Edit model card

bart_dev_rom_tl

This model is a fine-tuned version of ar5entum/bart_hin_eng_mt on ar5entum/hindi-english-roman-devnagiri-transliteration-corpus dataset. It achieves the following results on the evaluation set:

  • Loss: 0.8156
  • Bleu: 40.6409
  • Gen Len: 40.3178

Model description

This model is trained on transliteration dataset of roman and devnagiri sentences.

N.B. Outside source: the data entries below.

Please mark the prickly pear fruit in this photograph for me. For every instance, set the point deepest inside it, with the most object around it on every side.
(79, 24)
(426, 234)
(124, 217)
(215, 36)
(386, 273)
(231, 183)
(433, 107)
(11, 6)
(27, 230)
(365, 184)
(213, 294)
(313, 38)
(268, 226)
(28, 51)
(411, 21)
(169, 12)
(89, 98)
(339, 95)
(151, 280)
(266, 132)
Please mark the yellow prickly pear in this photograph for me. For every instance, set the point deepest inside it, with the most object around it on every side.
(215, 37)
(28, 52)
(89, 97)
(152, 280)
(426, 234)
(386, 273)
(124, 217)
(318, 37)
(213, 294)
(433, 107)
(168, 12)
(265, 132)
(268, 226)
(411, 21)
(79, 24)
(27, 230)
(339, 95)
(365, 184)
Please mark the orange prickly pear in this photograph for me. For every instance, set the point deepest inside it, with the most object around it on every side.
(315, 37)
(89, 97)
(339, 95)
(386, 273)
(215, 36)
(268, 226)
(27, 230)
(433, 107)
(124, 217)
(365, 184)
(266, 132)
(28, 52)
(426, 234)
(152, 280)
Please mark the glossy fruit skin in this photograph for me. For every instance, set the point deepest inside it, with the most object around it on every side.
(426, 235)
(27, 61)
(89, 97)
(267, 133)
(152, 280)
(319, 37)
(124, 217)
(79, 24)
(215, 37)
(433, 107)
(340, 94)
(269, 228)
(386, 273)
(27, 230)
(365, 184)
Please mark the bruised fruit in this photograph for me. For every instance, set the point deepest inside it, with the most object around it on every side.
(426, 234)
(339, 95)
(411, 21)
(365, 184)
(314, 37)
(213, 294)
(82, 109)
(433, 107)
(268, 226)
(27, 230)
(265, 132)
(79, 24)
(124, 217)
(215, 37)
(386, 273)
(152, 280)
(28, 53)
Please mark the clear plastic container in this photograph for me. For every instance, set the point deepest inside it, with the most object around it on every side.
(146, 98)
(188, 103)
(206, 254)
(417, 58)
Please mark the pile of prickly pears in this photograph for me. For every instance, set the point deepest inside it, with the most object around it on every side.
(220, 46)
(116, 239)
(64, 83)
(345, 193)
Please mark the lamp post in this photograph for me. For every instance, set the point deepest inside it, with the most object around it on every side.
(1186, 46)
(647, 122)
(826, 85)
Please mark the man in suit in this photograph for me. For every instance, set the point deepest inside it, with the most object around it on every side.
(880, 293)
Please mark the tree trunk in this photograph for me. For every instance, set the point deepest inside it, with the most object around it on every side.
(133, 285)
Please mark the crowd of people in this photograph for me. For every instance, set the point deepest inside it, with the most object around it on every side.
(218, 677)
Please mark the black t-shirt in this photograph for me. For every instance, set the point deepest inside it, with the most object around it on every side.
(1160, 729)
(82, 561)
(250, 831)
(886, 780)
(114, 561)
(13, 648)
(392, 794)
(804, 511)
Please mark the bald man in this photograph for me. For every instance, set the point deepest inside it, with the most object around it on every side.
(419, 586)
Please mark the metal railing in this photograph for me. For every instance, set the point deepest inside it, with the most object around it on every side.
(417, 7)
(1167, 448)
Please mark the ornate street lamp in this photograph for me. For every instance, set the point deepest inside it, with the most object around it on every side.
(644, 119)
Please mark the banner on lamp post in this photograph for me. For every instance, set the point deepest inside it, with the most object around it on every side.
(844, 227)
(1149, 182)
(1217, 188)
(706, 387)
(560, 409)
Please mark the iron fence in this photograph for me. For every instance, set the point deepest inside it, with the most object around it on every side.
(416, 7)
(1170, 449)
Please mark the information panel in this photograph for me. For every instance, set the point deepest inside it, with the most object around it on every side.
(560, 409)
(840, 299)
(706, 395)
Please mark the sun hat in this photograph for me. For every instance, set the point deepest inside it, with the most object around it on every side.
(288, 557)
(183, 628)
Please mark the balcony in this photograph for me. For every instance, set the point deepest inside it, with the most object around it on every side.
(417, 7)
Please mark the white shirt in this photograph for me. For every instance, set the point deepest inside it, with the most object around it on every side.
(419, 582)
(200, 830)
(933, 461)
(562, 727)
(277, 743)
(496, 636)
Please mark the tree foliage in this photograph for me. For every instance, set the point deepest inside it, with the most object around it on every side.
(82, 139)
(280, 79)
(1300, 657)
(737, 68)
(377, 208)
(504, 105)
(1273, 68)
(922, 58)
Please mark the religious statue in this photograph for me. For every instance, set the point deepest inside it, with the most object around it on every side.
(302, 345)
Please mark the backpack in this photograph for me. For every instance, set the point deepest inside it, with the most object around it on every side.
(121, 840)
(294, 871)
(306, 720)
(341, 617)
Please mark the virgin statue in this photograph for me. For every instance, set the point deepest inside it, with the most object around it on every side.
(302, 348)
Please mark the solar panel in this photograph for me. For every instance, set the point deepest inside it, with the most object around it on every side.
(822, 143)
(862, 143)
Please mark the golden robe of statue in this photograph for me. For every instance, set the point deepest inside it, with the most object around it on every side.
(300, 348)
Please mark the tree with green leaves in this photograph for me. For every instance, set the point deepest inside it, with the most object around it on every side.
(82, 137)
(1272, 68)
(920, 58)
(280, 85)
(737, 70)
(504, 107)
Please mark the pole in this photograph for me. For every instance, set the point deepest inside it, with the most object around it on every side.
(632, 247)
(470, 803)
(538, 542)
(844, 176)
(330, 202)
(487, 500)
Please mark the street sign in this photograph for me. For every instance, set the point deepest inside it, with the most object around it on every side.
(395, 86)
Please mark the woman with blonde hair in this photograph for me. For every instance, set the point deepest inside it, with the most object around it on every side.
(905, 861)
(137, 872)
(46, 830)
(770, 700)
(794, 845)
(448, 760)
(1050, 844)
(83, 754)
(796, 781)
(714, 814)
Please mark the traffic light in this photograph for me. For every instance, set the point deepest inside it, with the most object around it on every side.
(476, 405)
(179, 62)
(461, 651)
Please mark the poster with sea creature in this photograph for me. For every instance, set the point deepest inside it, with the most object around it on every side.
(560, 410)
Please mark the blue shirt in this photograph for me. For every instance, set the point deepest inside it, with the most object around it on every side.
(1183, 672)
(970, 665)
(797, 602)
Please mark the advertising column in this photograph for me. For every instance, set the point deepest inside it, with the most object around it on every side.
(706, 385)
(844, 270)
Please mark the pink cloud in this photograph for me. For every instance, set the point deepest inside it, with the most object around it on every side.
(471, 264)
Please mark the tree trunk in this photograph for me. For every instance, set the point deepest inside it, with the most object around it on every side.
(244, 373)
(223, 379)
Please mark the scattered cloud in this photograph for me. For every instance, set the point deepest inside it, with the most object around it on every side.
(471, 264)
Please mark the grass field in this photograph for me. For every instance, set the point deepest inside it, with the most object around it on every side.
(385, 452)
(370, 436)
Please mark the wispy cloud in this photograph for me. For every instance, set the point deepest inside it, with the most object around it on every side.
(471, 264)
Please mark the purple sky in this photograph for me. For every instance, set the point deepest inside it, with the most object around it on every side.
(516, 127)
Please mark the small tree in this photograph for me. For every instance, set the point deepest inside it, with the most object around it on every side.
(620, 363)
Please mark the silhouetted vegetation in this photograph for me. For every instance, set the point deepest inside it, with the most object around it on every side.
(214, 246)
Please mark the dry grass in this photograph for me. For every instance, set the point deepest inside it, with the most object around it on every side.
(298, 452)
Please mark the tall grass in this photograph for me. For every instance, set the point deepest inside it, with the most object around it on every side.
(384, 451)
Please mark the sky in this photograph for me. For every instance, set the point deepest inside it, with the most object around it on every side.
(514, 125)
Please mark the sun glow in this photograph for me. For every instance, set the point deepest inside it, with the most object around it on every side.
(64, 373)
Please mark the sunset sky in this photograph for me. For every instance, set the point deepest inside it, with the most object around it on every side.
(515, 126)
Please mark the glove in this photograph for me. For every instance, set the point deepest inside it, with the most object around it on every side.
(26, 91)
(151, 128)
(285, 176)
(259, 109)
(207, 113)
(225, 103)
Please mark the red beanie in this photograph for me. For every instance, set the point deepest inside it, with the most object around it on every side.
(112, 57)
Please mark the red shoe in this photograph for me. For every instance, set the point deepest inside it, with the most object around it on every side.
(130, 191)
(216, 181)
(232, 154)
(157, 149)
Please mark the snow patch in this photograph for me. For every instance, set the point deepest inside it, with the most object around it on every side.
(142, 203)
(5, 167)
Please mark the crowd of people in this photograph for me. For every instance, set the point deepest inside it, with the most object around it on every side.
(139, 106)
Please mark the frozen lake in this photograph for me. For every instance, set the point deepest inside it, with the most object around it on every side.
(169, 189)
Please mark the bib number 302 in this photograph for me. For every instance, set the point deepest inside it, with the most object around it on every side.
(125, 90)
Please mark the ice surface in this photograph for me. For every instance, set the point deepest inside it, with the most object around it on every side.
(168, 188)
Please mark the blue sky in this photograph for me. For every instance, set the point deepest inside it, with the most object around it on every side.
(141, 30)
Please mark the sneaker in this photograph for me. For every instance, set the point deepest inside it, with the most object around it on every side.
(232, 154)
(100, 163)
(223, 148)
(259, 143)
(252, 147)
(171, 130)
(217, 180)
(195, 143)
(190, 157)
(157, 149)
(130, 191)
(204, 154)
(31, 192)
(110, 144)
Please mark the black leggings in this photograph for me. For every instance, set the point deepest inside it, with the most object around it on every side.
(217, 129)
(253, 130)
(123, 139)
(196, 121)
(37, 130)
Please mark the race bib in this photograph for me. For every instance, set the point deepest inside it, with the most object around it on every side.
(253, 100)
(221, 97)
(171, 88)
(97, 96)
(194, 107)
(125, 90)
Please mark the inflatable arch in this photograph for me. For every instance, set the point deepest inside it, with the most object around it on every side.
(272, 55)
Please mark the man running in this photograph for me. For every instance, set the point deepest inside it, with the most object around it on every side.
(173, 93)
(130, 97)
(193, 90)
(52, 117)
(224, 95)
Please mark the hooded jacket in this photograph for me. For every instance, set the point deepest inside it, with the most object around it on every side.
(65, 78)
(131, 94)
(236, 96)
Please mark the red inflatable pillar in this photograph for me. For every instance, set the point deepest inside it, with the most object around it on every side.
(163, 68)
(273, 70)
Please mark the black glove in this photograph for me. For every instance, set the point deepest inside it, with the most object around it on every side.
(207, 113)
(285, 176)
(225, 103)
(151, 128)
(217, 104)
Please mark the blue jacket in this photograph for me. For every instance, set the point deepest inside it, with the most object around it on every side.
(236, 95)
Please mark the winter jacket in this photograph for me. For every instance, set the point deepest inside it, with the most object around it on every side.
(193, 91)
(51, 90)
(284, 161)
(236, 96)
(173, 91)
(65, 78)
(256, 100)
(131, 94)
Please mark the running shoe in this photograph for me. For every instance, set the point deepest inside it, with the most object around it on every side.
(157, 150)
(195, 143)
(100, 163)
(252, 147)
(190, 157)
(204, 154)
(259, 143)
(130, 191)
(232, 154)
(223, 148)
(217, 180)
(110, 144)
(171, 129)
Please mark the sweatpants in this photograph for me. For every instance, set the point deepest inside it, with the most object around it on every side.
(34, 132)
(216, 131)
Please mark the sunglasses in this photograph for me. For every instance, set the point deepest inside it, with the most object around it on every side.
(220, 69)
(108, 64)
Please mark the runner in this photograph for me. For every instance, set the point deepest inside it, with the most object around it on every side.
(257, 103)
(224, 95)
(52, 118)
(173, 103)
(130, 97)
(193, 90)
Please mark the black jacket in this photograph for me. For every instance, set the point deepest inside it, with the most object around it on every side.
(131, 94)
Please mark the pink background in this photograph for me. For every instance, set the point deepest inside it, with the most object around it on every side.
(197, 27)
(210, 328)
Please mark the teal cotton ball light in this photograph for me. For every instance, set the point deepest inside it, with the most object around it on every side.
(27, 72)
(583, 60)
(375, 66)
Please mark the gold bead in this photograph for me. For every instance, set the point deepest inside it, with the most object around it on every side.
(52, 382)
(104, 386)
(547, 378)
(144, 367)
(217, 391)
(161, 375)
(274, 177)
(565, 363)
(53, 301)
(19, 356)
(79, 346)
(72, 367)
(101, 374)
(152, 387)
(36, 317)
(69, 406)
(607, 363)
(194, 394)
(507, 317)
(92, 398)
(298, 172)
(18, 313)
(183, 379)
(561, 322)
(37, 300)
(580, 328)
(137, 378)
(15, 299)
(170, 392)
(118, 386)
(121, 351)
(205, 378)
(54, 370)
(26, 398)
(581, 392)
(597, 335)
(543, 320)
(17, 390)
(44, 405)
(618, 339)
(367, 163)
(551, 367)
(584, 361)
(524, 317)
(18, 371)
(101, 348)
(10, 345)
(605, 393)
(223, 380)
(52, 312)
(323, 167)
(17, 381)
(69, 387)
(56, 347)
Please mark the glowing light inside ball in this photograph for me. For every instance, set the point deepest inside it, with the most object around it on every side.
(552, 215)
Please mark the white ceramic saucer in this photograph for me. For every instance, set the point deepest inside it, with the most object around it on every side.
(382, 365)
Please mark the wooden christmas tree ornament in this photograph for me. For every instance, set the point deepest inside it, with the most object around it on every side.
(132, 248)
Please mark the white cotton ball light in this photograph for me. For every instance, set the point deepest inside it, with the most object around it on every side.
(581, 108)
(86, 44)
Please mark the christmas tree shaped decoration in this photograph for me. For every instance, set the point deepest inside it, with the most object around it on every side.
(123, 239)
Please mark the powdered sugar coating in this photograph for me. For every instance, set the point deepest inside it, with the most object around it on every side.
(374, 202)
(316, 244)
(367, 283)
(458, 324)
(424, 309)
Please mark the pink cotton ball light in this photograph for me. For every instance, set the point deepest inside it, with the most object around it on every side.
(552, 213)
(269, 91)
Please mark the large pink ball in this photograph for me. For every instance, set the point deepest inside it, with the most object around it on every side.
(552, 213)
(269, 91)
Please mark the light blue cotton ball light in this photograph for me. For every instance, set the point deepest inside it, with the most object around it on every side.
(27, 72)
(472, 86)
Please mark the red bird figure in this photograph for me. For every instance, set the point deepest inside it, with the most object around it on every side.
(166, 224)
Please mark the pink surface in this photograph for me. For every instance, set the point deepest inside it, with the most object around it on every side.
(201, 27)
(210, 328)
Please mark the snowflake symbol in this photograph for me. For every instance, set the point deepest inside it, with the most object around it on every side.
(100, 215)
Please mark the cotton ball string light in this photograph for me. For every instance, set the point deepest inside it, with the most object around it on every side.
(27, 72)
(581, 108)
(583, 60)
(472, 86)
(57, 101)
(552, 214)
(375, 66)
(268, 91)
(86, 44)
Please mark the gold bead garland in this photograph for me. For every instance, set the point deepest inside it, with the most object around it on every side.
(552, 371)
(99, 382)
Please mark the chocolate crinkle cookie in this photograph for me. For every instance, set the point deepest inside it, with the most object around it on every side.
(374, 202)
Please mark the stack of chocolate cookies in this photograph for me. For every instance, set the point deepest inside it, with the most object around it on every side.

The objective of this experiment was to correctly transliterate sentences based on their context.

Inference and Evaluation

import torch
import evaluate
from transformers import AutoTokenizer, AutoModelForSeq2SeqLM

def batch_long_string(text):
    batch = []
    temp = []
    count = 0
    for word in text.split():
        count+=len(word)
        temp.append(word.strip())
        if count > 40:
            count = 0
            batch.append(" ".join(temp).strip())
            temp = []
    if len(temp) > 0:
        batch.append(" ".join(temp).strip())
    return batch

class BartSmall():
    def __init__(self, model_path = 'ar5entum/bart_dev_rom_tl', device = None):
        self.tokenizer = AutoTokenizer.from_pretrained(model_path)
        self.model = AutoModelForSeq2SeqLM.from_pretrained(model_path)
        if not device:
            device = torch.device("cuda" if torch.cuda.is_available() else "cpu")
        self.device = device
        self.model.to(device)

    def predict(self, input_text):
        inputs = self.tokenizer(input_text, return_tensors="pt", max_length=512, truncation=True).to(self.device)
        pred_ids = self.model.generate(inputs.input_ids, max_length=512, num_beams=4, early_stopping=True)
        prediction = self.tokenizer.decode(pred_ids[0], skip_special_tokens=True)
        return prediction
    
    def predict_batch(self, input_texts, batch_size=32):
        all_predictions = []
        for i in range(0, len(input_texts), batch_size):
            batch_texts = input_texts[i:i+batch_size]
            inputs = self.tokenizer(batch_texts, return_tensors="pt", max_length=512, 
                                    truncation=True, padding=True).to(self.device)
            
            with torch.no_grad():
                pred_ids = self.model.generate(inputs.input_ids, 
                                               max_length=512, 
                                               num_beams=4, 
                                               early_stopping=True)
            
            predictions = self.tokenizer.batch_decode(pred_ids, skip_special_tokens=True)
            all_predictions.extend(predictions)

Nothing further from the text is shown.